1. Cherish the stuff

2. Cherish the relationships

3. Cherish the body, mind, and soul

In order to even move forward though to the new year mentally, I must pause to say goodbye to the old year. This normally takes me the first 2 weeks of January. I’ve looked through past journals, I know. I catch moonbeams. I store them in jars. The burlap-wrapped, twine-covered kind. Then I look at them nostalgically. I've always been quite melancholy this way - celebrating with glee small joys and instantly recognizing with weeping the fragility of life the next moment. I've blogged about this before, so you may know that I always write a goodbye letter on the eve of each birthday. It started with "goodbye 7." So, yeah, I've been this way for a long time. It's just hard for me to look ahead without pausing to grieve a chapter past.

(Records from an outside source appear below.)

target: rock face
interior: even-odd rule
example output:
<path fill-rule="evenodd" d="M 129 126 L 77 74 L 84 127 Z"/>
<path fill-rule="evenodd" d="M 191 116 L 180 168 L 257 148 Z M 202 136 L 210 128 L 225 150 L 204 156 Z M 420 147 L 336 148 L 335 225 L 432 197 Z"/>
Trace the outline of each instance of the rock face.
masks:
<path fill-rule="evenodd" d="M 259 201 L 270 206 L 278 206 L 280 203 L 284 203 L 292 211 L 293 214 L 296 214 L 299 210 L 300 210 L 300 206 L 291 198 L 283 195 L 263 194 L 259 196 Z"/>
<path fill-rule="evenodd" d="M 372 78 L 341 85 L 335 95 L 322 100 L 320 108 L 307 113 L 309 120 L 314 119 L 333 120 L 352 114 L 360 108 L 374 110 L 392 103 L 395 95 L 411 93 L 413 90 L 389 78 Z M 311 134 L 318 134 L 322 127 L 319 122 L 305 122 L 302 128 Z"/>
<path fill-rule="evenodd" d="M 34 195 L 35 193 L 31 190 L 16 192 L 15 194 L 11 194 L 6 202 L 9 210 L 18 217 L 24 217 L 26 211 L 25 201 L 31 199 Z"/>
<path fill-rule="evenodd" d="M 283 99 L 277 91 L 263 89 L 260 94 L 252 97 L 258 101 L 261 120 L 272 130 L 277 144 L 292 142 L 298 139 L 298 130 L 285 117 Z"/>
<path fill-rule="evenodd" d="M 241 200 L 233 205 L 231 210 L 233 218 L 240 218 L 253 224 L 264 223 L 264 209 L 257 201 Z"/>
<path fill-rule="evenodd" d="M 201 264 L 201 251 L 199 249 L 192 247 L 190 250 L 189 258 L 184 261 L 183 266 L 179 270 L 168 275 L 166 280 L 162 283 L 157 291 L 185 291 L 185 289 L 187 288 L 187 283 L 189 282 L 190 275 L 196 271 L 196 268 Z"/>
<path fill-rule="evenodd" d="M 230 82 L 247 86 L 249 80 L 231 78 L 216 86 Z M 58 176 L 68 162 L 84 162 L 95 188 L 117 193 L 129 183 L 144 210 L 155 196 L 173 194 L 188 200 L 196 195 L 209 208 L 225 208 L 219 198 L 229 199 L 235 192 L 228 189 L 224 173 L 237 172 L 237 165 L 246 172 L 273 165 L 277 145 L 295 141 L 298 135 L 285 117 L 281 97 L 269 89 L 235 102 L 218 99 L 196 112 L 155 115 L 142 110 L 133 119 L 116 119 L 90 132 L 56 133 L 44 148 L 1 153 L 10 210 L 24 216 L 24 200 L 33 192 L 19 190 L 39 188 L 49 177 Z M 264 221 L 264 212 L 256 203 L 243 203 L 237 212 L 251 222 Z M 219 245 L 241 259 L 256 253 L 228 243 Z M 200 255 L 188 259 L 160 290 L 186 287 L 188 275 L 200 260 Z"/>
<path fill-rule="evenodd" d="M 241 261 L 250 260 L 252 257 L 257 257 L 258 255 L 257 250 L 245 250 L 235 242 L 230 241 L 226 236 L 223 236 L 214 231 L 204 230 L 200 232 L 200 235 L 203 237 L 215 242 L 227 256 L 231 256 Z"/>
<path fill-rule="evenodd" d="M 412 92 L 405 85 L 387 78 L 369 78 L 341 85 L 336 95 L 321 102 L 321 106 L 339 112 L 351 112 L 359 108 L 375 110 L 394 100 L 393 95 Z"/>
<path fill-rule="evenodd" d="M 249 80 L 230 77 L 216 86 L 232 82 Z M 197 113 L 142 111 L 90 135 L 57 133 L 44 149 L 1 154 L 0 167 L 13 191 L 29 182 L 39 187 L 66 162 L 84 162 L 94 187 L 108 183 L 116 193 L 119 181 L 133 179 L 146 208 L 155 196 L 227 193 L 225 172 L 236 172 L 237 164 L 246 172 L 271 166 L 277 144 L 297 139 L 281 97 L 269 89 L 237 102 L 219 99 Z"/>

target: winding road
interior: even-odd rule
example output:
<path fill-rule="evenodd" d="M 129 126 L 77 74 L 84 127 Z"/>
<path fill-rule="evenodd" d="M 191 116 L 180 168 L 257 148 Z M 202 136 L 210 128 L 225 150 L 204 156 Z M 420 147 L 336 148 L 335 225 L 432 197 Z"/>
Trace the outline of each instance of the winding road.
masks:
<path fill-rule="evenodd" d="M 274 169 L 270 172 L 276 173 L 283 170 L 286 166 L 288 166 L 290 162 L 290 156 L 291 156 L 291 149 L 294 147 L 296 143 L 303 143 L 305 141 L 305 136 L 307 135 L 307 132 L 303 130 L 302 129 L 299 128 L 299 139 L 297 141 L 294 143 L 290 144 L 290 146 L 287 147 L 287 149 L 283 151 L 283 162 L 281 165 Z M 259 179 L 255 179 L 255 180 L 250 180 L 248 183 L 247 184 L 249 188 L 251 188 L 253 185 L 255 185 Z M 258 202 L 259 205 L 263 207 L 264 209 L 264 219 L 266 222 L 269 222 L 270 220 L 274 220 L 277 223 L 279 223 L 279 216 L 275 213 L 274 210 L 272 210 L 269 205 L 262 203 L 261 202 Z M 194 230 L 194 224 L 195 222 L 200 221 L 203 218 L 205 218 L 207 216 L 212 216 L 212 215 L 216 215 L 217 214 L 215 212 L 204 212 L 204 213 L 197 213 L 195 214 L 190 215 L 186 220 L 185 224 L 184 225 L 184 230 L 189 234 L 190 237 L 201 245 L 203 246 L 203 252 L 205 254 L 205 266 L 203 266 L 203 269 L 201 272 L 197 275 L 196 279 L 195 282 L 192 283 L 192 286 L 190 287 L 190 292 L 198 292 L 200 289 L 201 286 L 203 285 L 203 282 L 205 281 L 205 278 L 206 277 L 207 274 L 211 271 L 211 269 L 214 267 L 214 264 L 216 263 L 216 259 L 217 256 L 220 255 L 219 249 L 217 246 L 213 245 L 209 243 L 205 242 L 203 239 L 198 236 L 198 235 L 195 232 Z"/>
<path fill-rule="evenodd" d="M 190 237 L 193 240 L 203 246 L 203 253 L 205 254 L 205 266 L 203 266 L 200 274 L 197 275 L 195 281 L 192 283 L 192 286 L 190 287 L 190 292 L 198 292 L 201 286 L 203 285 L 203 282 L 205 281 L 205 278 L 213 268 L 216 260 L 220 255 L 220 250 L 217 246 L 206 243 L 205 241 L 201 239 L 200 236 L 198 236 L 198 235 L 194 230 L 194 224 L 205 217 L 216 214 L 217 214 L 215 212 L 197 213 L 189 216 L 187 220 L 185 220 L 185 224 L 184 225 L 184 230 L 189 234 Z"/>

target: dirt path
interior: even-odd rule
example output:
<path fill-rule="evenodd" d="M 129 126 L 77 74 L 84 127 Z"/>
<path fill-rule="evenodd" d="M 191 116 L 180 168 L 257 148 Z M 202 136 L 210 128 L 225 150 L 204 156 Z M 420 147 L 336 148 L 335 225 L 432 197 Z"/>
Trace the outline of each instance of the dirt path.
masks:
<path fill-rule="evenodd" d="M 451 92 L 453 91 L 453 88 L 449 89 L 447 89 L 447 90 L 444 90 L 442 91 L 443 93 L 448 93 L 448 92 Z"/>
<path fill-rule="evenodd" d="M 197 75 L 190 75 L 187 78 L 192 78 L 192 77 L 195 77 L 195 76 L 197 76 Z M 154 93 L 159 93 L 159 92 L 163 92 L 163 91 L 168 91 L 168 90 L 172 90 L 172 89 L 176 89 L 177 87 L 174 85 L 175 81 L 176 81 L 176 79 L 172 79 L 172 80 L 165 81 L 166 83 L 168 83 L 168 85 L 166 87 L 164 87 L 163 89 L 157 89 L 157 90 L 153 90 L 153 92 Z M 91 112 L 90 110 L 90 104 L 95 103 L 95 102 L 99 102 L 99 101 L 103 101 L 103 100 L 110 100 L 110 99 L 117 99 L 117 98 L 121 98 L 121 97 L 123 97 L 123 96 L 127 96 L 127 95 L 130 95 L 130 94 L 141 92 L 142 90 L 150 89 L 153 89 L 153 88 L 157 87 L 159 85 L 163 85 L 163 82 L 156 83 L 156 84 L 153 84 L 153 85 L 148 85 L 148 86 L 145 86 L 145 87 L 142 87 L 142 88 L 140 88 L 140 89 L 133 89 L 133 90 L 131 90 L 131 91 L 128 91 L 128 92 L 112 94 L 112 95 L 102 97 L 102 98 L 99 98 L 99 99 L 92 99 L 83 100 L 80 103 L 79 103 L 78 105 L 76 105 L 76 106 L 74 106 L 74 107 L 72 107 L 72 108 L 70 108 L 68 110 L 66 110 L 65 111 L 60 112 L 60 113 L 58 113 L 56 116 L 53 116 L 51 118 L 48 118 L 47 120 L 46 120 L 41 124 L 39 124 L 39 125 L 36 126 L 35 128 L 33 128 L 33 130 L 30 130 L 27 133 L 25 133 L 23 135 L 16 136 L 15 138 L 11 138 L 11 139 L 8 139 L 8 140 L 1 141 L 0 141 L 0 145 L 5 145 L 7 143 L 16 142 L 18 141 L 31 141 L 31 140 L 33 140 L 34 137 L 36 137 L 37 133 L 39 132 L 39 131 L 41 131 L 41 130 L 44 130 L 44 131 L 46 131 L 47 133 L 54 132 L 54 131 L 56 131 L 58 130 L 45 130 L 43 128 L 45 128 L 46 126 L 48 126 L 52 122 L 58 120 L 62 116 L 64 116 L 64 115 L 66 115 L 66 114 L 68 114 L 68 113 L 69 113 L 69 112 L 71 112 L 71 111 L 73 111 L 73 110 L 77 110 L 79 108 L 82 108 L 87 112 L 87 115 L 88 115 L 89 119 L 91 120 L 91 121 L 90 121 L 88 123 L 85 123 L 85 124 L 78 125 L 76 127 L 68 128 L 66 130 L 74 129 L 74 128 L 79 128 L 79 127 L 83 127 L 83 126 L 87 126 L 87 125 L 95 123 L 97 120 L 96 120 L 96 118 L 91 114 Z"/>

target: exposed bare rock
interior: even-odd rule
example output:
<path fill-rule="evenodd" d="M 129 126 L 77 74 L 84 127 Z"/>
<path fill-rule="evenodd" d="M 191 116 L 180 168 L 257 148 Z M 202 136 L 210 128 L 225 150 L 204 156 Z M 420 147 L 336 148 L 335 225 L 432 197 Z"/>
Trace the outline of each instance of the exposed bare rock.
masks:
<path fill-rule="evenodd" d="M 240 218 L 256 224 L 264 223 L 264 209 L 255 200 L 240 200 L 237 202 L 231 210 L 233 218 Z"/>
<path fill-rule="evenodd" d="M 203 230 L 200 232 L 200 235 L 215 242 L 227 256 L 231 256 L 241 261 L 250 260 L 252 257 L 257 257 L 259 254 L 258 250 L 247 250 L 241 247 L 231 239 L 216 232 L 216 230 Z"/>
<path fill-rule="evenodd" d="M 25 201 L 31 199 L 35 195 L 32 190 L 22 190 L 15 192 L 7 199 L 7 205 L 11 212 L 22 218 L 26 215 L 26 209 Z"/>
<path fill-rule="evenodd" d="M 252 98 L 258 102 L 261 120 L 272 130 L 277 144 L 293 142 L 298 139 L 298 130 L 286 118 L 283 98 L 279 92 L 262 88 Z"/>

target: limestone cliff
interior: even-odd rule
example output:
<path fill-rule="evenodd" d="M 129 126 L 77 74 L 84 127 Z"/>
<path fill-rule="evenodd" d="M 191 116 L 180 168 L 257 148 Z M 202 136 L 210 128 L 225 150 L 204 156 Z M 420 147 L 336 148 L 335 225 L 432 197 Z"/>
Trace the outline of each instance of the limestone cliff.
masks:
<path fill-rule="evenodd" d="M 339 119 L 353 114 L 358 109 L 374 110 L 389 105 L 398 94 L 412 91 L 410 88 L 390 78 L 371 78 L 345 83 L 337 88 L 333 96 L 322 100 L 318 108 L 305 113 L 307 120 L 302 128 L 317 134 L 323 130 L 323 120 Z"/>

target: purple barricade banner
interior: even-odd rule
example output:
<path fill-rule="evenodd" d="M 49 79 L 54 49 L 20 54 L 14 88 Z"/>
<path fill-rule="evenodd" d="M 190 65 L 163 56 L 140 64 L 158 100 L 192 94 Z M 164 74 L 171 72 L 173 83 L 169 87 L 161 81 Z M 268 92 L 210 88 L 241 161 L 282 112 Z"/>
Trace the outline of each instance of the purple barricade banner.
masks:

I remember a couple of years ago before McBaby #2 arrived when McHusband and McBaby #1 and I sang Christmas songs and watched the flakes flutter out the window. That sounds too good to be true – actually, it kinda was. McHusband and I sang Christmas carols while McBaby #1 yelled at us to be “all done” and screamed “more Miley Cyrus”. Apparently, she doesn’t find “Lo How a Rose E’er Blooming” as musically captivating as “Party in the USA”. Still, it was a night at home, just the 3 of us and my heart was full.

In Genesis, the bible speaks of childbirth. (“… I will greatly increase your pains in childbearing; with pain you will give birth to children.” ~ Genesis 3:16) Before I was a mom, I always figured that this passage was referring to a physical pain. I understand that pain on this side of having children, but watching McBabies develop in the last handful years shows me that this passage is much more.

Every time McBabies enter a new stage, birthed, if you will, into a new season, they leave the old behind. It is not so much the pain of the childbirth as it is the letting go of the opposite that accompanies it. Even now as I’m overjoyed at the thought of delivering another precious miracle in a matter of months, I feel grief at the thought of going from 4 to 5 and losing this dynamic in a way. I also feel grief thinking on my first separation from the baby – the first of many times of letting go, I’m sure.

I’ve come to accept the truth of the pains the Scriptures talk about. Part of saying hello to anything is taking the hard time to acknowledge the goodbye.